By Iris Richmond Part of Weyerhaeuser Co.'s Northwest holdings, the Snoqualmie Forest just east of Seattle, Wash., has long been the object of affection for conservationists. An innovative financing mechanism structured by forestry consultants made the timber company amenable to a land deal with the Evergreen Forest Trust. Weyerhaeuser gets $185 million for 104,000 acres in the Snoqualmie Forest, and the trust gets control over future development -- or the absence of it.
Using a concept never before applied to a conservation purchase, the Trust intends to raise money to protect the acreage by issuing Community Forestry Bonds. The Trust will repay money borrowed by continuing to harvest, and then sell, timber on carefully designated "working forests" over the next four decades. If the Trust succeeds in getting IRS approval to issue the tax-exempt bonds, it can raise millions of dollars quickly and without philanthropic or government support.

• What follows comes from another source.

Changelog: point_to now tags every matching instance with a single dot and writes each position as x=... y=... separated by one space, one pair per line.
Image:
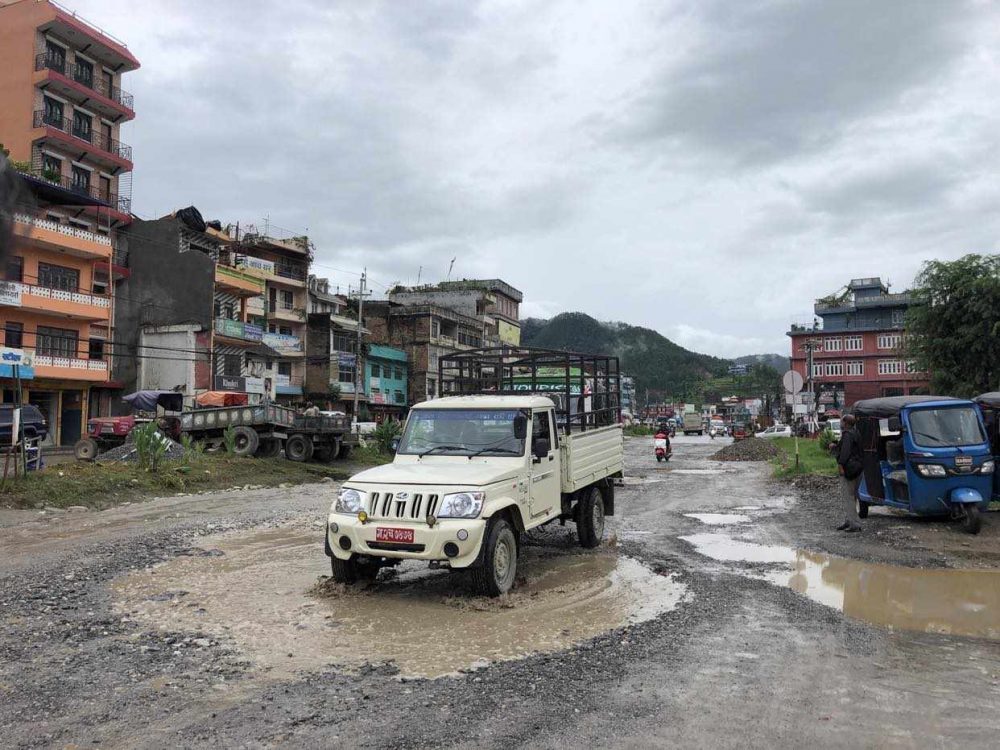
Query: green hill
x=653 y=360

"It's ironic in a mild way that they will have to cut trees to save trees," says Frank Mendizabal, Weyerhaeuser's director of media relations, who sees the financing mechanism as evidence of the maturing of the environmental movement. Although no agreements have been made, Weyerhaeuser could end up being a buyer of the Trust's timber.
After the transaction closes this summer, Weyerhaeuser will own 7.4 million acres of productive commercial timberland in the United States (including the acres acquired from its pending merger with Willamette Industries).